If people habitually get your name wrong, you could adopt an easier-to-say handle or just put up with people mangling your name and don’t worry about it. Or you can try to teach people how you pronounce your own name.
In the days of Microsoft Exchange Unified Messaging, you could choose to record your name, as you might have done in those old-fashioned conference call systems that announce your arrival into a call. Exchange UM let you call in to set your voicemail greeting, manage your calendar and so on. That made a great demo back in the day, but presumably didn’t get used enough as it has now gone away.
For a while, if your organization used UM and you’d bothered to set your name, you’d see a greyed-looking loudspeaker icon next to yours or others’ names in the address book. It’s not there anymore, now – too bad.
To make the recording, you’ll need to use the LinkedIn mobile app, not the regular browser view.
Look in your profile settings and you’ll see options like recording your name or listing your preferred pronouns, as well as the usual headline, title etc. After recording your name, others will see the speaker icon on your profile, and clicking it will play your voice.
Just tap on your own profile picture in the app, and you’ll see an option to edit it and also add a video.
Separately, on the topic of how to say various words, YouTube has a variety of pronunciation tutorials.

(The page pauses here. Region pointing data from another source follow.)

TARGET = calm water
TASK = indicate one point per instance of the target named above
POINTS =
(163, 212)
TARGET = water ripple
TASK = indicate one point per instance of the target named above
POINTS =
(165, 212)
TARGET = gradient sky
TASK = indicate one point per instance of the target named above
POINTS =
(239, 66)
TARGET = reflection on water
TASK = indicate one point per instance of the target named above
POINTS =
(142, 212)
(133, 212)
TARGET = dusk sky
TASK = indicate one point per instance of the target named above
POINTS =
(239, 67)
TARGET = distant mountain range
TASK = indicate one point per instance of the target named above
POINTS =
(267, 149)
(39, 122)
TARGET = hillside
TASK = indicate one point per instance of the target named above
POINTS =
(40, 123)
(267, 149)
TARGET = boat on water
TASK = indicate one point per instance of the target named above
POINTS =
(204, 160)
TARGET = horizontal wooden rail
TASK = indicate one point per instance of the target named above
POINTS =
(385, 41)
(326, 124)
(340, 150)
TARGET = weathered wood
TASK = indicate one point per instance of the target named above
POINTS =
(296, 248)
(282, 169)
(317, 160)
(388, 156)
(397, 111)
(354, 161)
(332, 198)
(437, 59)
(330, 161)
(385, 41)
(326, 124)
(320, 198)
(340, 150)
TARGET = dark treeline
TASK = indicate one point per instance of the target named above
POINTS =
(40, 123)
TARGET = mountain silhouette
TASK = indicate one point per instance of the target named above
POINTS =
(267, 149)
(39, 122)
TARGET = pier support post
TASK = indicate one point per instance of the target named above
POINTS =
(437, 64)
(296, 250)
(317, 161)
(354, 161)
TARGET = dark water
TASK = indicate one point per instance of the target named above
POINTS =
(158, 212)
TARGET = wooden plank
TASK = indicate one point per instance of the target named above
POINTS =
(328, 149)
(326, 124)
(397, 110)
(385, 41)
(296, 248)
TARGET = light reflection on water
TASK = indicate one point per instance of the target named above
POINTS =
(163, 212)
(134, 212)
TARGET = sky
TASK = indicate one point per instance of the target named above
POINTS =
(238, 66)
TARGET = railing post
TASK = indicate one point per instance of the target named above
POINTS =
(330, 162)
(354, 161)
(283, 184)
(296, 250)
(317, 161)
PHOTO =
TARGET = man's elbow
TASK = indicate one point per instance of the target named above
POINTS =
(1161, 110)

Organising a meeting in Outlook means sending out requests to participate – effectively you’re creating an appointment or event in your own calendar, then converting into a meeting by inviting other people to join you. If you’re putting something in your diary and want other people to know about it, but without expecting them to join you (eg you’re going on vacation and presumably don’t want your teammates to tag along), simple tricks can reduce the annoyance you might foist onto your co-workers…
Who has responded? Have most people declined?
When you open a meeting you’re organising and which you do want people to respond to, you’ve always been able to see (in the Tracking tab) how many people have accepted or declined etc. A couple of years back, Outlook added the feature of Tracking if you’re an attendee, so anyone in the same tenant as the organizer can see who else has accepted etc.
If you are organising or attending a large business meeting with lots of attendees, it’s useful to be able to slice and dice the attendees more effectively – have most people declined and should I move the date, for example – click on the big Copy Status option at the top of the list.
It’s now easy to paste the info into a blank Excel sheet, and before even changing selection, hit the Format as Table option on the Home tab; confirm the selection area is OK, tell it you want to add a header row and choose a style that suits.
If you right-click the table and select Table > Totals Row then if you filter the headings – like the responses, for example, you’ll be able to quickly see how many Accepted, Declined and so on.
Well, thanks to the magic of macros, use this Address Book Resolver spreadsheet, and just paste the responses from the Copy Status… step into cell A1, then hit the Resolve button.
Some attendees might be external users (so won’t be known to your address book), and some of the names in the first column might not be unique enough to resolve, and will be highlighted (alongside external users) by a red Unknown in the Job Title column.
If you manually look up an unresolved internal user in the Outlook address book, and find the correct alias name for that person, paste it into the first column instead of their name, and re-run the Resolve function.
To use this sheet for resolving any list of bulk display names or alias names, just paste them into column A (and hide Columns B and C if you’re not using the output from a meeting invite tracking list).
To prepare the spreadsheet for use, download the Address Book Resolver file as above (here it is again). Open the ZIP file and open the enclosed XLSM file or save it somewhere on your machine, then open it. Make sure you Enable Editing, then Enable Content so you can run the Macro that does the lookups.
This is an evolution of the Alias resolver sheet posted back in ToW 417.